Me: No, of course not! If Obama is elected, it'll be because white people voted for him.
She: Really? Unbelievable! What an amazing country!
We're beginning to get a sense of how Barack Obama's political success could change global perceptions of the United States, redefining the American "brand" to be less about Guantanamo and more about equality.
In his endorsement of Obama, Colin Powell noted that "the new president is going to have to fix the reputation that we've left with the rest of the world." That's not because we crave admiration, but because cooperation is essential to address 21st-century challenges; you can't fire cruise missiles at the global financial crisis.
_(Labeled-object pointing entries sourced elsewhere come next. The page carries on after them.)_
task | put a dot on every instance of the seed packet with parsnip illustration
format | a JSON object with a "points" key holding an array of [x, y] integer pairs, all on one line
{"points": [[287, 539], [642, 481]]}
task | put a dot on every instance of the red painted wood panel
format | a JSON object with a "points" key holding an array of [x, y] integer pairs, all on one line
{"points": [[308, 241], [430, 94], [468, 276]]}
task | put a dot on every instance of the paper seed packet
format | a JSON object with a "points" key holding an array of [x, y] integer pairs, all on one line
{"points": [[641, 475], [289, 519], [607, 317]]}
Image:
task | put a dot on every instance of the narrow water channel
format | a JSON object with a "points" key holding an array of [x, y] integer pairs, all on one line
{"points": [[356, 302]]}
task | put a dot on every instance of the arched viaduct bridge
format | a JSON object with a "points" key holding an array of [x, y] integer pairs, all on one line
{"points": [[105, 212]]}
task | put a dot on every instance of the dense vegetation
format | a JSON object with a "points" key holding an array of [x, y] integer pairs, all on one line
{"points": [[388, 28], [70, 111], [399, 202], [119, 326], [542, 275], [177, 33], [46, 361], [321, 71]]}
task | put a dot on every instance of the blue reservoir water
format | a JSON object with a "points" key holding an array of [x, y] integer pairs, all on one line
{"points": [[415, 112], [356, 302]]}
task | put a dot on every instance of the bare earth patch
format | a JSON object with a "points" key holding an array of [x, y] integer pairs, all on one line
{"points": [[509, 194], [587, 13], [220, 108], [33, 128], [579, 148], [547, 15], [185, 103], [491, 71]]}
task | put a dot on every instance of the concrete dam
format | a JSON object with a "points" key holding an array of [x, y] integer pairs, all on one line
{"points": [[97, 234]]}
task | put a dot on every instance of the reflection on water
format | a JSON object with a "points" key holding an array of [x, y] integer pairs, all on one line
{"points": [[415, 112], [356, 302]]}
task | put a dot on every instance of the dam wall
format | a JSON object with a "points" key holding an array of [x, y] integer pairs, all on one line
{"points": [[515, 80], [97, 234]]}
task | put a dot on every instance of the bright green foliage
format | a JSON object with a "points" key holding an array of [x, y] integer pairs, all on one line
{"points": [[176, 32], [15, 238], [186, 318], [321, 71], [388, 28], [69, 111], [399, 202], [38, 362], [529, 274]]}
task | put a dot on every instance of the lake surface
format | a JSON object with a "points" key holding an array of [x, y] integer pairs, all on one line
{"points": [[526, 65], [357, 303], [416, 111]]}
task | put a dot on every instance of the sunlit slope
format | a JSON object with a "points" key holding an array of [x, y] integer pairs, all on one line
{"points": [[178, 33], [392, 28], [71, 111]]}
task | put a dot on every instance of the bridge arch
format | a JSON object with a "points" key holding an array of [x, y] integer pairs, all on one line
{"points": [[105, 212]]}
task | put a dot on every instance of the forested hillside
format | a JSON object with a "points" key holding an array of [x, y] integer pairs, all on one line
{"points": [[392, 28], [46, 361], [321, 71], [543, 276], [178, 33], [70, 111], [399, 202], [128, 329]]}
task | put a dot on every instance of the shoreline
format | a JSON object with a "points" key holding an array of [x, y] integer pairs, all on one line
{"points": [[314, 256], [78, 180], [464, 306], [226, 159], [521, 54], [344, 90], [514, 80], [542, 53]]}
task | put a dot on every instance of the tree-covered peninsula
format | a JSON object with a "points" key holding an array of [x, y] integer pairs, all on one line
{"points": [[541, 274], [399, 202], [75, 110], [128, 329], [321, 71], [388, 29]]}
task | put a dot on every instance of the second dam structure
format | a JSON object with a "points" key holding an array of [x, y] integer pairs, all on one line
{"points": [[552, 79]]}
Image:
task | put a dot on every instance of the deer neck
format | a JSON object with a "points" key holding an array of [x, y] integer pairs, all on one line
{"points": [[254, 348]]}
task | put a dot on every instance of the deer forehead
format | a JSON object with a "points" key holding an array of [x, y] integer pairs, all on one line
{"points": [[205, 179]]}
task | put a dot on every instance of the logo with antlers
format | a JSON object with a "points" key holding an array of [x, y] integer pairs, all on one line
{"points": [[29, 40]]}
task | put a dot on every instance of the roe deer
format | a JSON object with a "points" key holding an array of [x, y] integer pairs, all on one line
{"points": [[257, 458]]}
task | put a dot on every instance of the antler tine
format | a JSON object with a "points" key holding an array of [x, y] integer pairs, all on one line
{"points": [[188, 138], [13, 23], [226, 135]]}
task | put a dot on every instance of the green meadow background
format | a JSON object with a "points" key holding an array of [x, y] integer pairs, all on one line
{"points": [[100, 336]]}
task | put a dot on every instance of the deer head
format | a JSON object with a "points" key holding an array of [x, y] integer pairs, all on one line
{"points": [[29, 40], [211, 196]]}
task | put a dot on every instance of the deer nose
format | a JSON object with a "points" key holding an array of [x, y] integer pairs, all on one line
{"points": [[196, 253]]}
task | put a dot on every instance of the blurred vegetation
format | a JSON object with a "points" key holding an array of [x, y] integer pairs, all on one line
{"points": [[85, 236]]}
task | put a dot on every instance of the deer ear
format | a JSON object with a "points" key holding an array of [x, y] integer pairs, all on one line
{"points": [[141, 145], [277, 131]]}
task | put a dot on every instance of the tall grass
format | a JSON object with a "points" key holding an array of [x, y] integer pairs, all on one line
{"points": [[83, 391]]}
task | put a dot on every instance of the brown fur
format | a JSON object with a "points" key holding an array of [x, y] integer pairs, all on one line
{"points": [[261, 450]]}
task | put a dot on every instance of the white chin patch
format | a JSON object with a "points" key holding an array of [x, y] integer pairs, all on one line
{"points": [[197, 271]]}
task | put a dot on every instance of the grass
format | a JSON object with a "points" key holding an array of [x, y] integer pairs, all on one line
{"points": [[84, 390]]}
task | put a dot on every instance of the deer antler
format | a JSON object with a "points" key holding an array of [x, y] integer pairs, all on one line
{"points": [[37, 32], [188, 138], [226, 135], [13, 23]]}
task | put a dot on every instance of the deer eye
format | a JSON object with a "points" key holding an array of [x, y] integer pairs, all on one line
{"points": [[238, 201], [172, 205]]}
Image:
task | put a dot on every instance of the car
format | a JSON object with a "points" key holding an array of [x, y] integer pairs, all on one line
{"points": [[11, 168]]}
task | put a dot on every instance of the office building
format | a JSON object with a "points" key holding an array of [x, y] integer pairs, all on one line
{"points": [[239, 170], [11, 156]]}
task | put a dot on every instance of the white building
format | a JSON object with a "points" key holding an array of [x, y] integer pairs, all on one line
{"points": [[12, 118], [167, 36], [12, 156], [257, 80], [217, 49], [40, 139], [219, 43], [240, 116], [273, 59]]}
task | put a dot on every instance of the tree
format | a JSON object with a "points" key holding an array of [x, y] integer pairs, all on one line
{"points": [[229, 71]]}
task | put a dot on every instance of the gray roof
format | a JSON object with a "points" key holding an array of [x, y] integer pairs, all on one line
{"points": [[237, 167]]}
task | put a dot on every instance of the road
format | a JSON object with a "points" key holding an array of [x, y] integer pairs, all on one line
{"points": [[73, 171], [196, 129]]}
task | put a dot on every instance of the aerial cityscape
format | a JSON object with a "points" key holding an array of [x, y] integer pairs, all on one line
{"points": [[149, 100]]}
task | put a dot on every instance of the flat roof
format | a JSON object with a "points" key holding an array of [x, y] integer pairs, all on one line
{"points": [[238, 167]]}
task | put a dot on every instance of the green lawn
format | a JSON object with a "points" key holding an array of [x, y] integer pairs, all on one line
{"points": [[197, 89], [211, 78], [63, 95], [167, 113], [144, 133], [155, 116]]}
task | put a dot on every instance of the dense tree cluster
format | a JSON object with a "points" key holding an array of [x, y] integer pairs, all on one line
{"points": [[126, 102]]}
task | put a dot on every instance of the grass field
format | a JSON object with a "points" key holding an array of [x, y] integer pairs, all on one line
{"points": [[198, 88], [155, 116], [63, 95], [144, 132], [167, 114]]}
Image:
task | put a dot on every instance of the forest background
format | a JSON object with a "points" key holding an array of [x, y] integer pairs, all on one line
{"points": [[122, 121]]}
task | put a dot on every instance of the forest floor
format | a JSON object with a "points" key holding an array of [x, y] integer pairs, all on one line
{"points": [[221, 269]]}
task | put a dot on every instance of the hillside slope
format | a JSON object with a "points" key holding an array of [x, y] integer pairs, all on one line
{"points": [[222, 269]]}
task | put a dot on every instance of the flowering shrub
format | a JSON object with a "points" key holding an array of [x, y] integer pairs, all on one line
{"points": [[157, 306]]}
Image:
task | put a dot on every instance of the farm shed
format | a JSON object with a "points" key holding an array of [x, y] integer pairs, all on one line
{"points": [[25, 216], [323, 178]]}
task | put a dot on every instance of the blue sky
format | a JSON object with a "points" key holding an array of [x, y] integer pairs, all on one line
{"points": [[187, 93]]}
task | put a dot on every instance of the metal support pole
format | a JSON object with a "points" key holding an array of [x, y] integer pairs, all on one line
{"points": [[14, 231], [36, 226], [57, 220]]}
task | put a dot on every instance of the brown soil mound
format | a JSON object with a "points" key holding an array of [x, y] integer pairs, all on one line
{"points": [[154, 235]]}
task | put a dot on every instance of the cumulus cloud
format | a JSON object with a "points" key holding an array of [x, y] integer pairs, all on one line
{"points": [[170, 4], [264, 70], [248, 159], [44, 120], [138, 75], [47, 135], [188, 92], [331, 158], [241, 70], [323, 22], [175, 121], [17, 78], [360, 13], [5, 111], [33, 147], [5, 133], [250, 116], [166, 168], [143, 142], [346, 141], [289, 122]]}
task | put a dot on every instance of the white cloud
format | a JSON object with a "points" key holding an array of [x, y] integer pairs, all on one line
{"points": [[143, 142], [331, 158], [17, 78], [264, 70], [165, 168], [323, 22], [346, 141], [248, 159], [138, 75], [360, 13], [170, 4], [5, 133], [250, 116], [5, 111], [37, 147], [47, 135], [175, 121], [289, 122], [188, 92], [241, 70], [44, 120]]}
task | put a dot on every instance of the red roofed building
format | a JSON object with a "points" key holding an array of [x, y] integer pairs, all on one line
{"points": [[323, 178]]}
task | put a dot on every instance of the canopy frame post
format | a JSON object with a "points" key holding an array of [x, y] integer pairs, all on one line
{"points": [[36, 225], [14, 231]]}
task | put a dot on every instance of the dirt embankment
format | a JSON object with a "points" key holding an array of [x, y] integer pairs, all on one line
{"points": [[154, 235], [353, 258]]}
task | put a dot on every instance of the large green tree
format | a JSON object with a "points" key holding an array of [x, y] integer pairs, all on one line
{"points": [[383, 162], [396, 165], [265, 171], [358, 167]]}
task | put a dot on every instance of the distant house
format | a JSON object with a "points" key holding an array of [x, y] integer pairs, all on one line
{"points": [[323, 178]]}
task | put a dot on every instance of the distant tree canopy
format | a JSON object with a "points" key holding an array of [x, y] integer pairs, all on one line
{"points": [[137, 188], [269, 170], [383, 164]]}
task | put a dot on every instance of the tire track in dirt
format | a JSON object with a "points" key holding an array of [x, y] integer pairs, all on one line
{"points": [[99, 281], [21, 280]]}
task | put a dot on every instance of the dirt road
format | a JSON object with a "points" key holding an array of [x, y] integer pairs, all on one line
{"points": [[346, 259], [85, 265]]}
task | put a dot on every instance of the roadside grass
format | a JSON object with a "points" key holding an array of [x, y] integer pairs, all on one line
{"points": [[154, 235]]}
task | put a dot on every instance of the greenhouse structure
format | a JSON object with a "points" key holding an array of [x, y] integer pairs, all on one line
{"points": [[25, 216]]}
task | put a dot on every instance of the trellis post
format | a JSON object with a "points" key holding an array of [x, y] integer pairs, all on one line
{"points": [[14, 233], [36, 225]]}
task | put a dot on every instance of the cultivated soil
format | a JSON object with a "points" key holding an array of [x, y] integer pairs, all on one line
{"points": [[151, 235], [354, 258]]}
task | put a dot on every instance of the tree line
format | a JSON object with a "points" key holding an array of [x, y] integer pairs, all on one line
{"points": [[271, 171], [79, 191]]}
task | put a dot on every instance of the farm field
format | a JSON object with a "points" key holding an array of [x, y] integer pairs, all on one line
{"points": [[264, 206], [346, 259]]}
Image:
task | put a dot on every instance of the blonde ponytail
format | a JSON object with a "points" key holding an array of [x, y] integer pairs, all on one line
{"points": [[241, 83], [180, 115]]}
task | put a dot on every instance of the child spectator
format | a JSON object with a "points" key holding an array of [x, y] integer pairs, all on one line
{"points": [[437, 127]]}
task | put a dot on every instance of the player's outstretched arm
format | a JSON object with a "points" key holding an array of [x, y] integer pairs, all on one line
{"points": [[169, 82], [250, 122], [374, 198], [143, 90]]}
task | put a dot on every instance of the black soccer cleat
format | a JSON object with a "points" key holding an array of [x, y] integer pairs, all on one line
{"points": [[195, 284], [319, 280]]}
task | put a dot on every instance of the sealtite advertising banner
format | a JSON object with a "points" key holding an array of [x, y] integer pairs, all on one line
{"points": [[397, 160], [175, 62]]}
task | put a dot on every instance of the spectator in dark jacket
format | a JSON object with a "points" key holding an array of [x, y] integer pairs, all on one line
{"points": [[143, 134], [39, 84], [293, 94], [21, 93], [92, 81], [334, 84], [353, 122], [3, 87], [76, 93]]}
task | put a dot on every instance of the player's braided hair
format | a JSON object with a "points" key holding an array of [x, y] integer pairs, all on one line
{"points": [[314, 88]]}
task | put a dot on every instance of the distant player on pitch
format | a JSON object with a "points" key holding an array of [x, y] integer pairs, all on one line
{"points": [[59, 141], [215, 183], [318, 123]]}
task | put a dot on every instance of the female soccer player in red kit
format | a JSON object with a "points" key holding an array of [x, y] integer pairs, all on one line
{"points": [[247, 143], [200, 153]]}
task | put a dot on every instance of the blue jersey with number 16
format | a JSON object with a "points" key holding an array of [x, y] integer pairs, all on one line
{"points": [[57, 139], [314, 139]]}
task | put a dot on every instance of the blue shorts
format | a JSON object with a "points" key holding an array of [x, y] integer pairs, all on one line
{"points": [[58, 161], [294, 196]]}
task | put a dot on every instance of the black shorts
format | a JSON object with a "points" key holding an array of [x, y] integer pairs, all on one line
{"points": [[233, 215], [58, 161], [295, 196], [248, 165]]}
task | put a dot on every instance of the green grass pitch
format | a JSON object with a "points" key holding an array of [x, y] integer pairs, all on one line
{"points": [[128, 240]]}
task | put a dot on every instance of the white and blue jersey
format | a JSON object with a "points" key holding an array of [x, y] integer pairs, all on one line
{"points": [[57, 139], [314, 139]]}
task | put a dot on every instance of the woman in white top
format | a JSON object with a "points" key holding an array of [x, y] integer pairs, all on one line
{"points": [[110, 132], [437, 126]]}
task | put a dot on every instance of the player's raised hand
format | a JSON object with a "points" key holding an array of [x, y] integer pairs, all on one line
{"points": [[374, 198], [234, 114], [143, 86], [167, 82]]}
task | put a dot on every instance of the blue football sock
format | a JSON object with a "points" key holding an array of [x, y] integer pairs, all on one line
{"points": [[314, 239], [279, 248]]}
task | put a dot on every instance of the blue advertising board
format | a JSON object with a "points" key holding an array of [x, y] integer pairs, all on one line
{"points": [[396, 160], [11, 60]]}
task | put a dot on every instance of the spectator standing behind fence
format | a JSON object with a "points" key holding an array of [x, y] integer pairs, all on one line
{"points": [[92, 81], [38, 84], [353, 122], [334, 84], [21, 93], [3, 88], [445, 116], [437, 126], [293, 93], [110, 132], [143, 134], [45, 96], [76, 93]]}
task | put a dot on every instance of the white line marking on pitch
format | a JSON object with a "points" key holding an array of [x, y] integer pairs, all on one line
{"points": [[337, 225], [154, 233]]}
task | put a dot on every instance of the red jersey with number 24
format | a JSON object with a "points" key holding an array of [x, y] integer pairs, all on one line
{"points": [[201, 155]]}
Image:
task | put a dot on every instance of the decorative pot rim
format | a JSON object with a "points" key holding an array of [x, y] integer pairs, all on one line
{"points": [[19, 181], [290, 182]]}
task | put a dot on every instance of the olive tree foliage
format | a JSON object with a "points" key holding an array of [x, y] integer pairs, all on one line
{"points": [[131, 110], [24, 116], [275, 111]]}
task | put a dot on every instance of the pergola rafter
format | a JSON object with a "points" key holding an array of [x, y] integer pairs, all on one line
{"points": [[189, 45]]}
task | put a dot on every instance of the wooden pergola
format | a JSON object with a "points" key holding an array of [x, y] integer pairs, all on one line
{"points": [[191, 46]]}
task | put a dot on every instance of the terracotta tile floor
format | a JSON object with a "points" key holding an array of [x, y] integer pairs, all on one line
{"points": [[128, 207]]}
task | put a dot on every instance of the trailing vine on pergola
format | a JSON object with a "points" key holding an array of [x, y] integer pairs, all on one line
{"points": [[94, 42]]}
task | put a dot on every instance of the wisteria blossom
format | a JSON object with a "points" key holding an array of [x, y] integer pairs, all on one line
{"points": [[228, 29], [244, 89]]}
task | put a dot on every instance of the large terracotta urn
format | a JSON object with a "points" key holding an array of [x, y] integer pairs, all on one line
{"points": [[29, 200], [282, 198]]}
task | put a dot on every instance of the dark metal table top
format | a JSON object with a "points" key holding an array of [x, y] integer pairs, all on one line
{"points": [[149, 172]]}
In his endorsement, Powell added that an Obama election "will also not only electrify our country, I think it'll electrify the world." You can already see that. A 22-nation survey by the BBC found that voters abroad preferred Obama to McCain in every single country - by four to one overall. Nearly half of those in the BBC poll said that the election of Obama, an African-American, would "fundamentally change" their perceptions of the United States.
Steven Kull, director of the Program on International Policy Attitudes, which conducted the BBC poll, said that at a recent international conference he attended in Malaysia, many Muslims voiced astonishment at Obama's rise because it was so much at odds with their assumptions about the United States. Remember that the one thing countless millions of people around the world "know" about the United States is that it is controlled by a cabal of white bankers and Jews who use police with fire hoses to repress blacks. To them, Obama's rise triggers severe cognitive dissonance.
"It's an anomaly, so contrary to their expectation that it makes them receptive to a new paradigm for the U.S.," Kull said.
Europeans like to mock the vapidity of American politics, but they also acknowledge that it would be difficult to imagine a brown or black person leading France or Germany.
As for Africa, Obama's Kenyan father was of the Luo tribe, a minority that has long suffered brutal discrimination. The bitter joke in East Africa is that a Luo has more of a chance of becoming president in the United States than in Kenya.
Yet before we get too far with the self-congratulations, it's worth remembering something else.
In the Western industrialized world, full of university graduates and marinated in principles of egalitarianism, the idea of electing a member of a racial minority to the highest office seems an astonishing breakthrough. But Jamaica's 95 percent black population elected a white man as its prime minister in 1980, and kept him in office throughout that decade.
Likewise, the African nation of Mauritius has elected a white prime minister of French origin. And don't forget that India is overwhelmingly Hindu but now has a Sikh prime minister and a white Christian as president of its ruling party, and until last year it had a Muslim in the largely ceremonial position of president.
Look, Obama's skin color is a bad reason to vote for him or against him. Substance should always trump symbolism.
Yet if this election goes as the polls suggest, we may find a path to restore America's global influence - and thus to achieve some of our international objectives - in part because the world is concluding that Americans can, after all, see beyond a person's epidermis. My hunch is that that is right, and that we're every bit as open-minded about racial minorities as Jamaicans already were a quarter-century ago.